My Time In Kutch Told Me The Truth About Participation Of Women In Panchayats

by | Apr 3, 2022

“The struggle of fulfilling my official duties is a tussle between us women and the male ego.”

After conducting a recent interview with a female Sarpanch, it became quite clear that the issue of participation and representation of women runs deeper than one can imagine. The complexity of this features various factors which play a key role in dampening the participation of women. The focus of our enquiries lies in answering, why are women unable to grow into their positions of authority and power in the local governance system?

The Indian political scenario is such that children become aware of politics from a young age through the politicians that are covered by the media. As children, we do not know or understand the inner workings of the State, yet we start recognizing those who run the show.

When I was a child, there were very few instances, if ever, when a female leader made the headlines or was a part of the prime-time news. It was clear to my juvenile self that there is an acute lack of depth in the lineup of female political leaders in my country.

Although India can be credited with having its first female Prime Minister before countries like the UK, France and U.S.A., a more nuanced view reveals that actual women representation has been low across all tiers of politics. For instance, the proportion of female parliamentarians has improved from an initial 5% (1st Lok Sabha) to 14.94% (17th Lok Sabha), this number still pales in comparison to countries like Bangladesh, South Africa, and the UK. An underlying effect of this gender gap is the barrier that it erects in the minds of young girls.

As far as politics is concerned it has become a career that is dominated by men and has lacked the participation as well as representation of women. My interest in this particular issue grew when I started working with SETU Abhiyan, an NGO that works in the domain of local governance in Kutch, Gujarat. My organization works very closely with Panchayats and women in all forms like; training, capacity building, formation of Mahila Juth (groups), etc. The work done in the organization in the past provided me with a context of information, resources, and the ability to see the inner workings of Panchayati Raj up close.

How Can We Make The Best Use Of Affirmative Action?

When talking about local governance or the rural communities, the role played by the 73rd Amendment Act is necessary to examine. The Act mandated 1/3rd reservation for women out of all seats, as a way to increase women participation.

In many states like Gujarat, Bihar and Himachal Pradesh, this reservation for women has increased to 50% and the aim is to bring women to the forefront in the executive role. In theory, this reservation and the policy sounds just, as one cannot fault it due to its nature and objective.

Out of the approximate 3.1 million elected representatives in Panchayati Raj Institutions, women elected representatives are 1.3 million, approximately 45% of the total number.

The provision of reservation for women is a great starting step but how is their active participation ensured?

Encouraging women, acknowledging their needs, their position and role in society should be reassessed. Representational image.

There is a need for proper implementation of provisions, keeping in mind the intersectionality that exists in women’s lives. The numbers pertaining to reservation may look good but the ground reality is far less optimistic. Encouraging women, acknowledging their needs, their position and role in society should be reassessed.

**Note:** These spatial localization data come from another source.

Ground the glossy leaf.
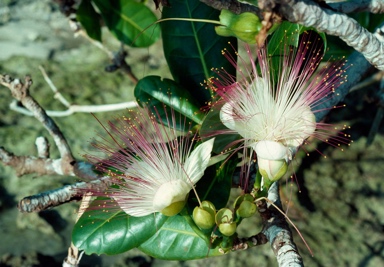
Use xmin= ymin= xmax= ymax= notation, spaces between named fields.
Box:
xmin=267 ymin=21 xmax=326 ymax=85
xmin=138 ymin=213 xmax=222 ymax=260
xmin=161 ymin=0 xmax=237 ymax=106
xmin=72 ymin=199 xmax=168 ymax=255
xmin=200 ymin=105 xmax=241 ymax=154
xmin=77 ymin=0 xmax=102 ymax=42
xmin=92 ymin=0 xmax=160 ymax=47
xmin=134 ymin=75 xmax=204 ymax=128
xmin=268 ymin=21 xmax=327 ymax=53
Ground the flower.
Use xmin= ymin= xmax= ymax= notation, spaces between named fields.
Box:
xmin=86 ymin=107 xmax=214 ymax=217
xmin=211 ymin=32 xmax=347 ymax=182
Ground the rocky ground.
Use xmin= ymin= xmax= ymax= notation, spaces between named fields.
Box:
xmin=0 ymin=1 xmax=383 ymax=267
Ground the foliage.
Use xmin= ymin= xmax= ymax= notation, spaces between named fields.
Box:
xmin=71 ymin=0 xmax=383 ymax=262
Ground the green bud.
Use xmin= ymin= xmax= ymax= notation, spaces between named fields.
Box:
xmin=219 ymin=222 xmax=237 ymax=237
xmin=233 ymin=194 xmax=254 ymax=209
xmin=193 ymin=201 xmax=216 ymax=230
xmin=236 ymin=200 xmax=256 ymax=218
xmin=258 ymin=158 xmax=288 ymax=182
xmin=215 ymin=10 xmax=262 ymax=44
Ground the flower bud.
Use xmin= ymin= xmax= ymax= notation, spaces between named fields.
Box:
xmin=218 ymin=222 xmax=237 ymax=237
xmin=215 ymin=10 xmax=261 ymax=44
xmin=216 ymin=208 xmax=237 ymax=236
xmin=254 ymin=140 xmax=289 ymax=182
xmin=192 ymin=201 xmax=216 ymax=230
xmin=236 ymin=200 xmax=256 ymax=218
xmin=258 ymin=158 xmax=288 ymax=182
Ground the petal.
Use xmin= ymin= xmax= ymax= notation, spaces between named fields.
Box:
xmin=152 ymin=179 xmax=191 ymax=211
xmin=254 ymin=140 xmax=288 ymax=161
xmin=220 ymin=102 xmax=255 ymax=139
xmin=183 ymin=138 xmax=215 ymax=184
xmin=220 ymin=102 xmax=237 ymax=131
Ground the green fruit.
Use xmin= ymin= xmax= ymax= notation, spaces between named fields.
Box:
xmin=218 ymin=222 xmax=237 ymax=236
xmin=236 ymin=200 xmax=256 ymax=218
xmin=193 ymin=206 xmax=216 ymax=230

From my personal experience, I can share that many women are restricted in the choices they are able to make because of the prevailing societal attitudes. We are mostly discouraged from making bold moves or taking risks and working in local governance made me think deeper about women’s representation and participation in a sector that is male-dominated.

By giving reservation of seats to women we took one step forward but by undermining and excluding the elected women, especially those who work actively for their people and Panchayats, we take a few steps back.

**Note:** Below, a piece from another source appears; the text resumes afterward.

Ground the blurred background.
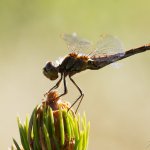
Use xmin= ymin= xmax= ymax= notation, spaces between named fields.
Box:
xmin=1 ymin=0 xmax=150 ymax=150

Barriers And Challenges Faced By Women In Panchayati Raj Institutions

The concern that arises here though is whether the essence of the increased participation and the objective of the 73rd Amendment Act is being ensured. What we need to take a deeper look at, is what problems are faced by women who are a part of the Panchayats and what hinders their role from being an active one.

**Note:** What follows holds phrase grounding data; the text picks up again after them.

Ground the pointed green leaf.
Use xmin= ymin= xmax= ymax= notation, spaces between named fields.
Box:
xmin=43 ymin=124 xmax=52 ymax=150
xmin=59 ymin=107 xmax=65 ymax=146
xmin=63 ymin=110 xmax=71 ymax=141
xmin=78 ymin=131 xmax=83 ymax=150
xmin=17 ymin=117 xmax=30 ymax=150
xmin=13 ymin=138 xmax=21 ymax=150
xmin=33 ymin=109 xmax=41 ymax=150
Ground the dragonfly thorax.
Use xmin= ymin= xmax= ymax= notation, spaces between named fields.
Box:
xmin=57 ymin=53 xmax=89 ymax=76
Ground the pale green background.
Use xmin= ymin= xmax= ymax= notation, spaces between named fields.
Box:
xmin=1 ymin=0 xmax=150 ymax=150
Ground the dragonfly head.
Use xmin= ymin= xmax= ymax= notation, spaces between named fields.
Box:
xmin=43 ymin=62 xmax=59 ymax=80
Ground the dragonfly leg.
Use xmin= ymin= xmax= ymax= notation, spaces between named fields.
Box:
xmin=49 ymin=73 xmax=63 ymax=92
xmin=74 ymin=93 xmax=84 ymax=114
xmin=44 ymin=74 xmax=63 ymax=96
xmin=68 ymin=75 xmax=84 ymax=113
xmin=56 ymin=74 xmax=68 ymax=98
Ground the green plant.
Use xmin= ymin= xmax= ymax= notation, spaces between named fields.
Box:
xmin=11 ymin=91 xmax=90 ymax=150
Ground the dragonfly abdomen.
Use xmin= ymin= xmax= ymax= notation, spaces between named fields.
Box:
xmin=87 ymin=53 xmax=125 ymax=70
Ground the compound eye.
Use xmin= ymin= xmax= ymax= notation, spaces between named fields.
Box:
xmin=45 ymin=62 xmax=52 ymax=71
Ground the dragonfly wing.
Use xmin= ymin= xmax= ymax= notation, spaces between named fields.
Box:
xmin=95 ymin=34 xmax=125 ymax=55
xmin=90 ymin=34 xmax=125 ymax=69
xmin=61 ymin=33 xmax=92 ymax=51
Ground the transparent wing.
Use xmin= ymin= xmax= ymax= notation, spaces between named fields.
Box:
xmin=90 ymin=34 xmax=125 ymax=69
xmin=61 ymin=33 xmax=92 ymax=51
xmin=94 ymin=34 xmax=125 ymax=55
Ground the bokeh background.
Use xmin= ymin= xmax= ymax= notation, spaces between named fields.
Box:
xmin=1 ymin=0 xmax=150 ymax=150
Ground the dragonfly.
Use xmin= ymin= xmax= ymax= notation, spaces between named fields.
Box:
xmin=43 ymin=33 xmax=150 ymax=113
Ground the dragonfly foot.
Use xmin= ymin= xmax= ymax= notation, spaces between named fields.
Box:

Women attending the special Gram Sabha. Kabza Gram Panchayat, District Dungarpur, Rajasthan
Women attending the special Gram Sabha. Kabza Gram Panchayat, District Dungarpur, Rajasthan. Credit: UN Women/Gaganjit Singh, Flickr CC BY-NC-ND 2.0.

Patriarchy: In many situations women are not allowed to contest elections and even if they are, they serve a proxy role for the male members of the family. Women are also more subject to face dismissal of ideas and issues by male colleagues and authorities, thereby undermining their position. Domestic responsibilities also end up overshadowing the capabilities of a woman and how they can utilize their time.

Lack of knowledge and skills: In most instances when women get elected, they are getting elected for the first time. This causes an issue as they lack the knowledge for managing the affairs of Panchayats. The absence of financial and digital literacy add to the problems and the training programmes conducted by government agencies are unable to fulfil this necessity as required.

Opposition faced by Community/Caste: A colleague said this to me, “In rural communities, women have a lot of considerations. They have their own family and house but above that and more importantly is their community and each one has its own restrictions.” If women want to participate, then they are met with resistance from their community’s norms, customs and traditions. Belonging to oppressed castes makes it extremely tough for many women in rural communities to work actively in local politics.

Lack of women at higher levels: Not having women present at higher administrative levels can hinder the functioning of elected members. Women feel hesitant to bring up issues or regulate discussions openly in office when doing so with male members. Having more women in higher positions creates a level of comfort as women can understand each other better.

These words from an interview with a female Sarpanch have stayed with me, “The current change in our society is lagging and is a very slow process. I hope that the future generations are the ones that speed things up when they come into power because the existing disparity between men and women will leave our nation far behind the rest”.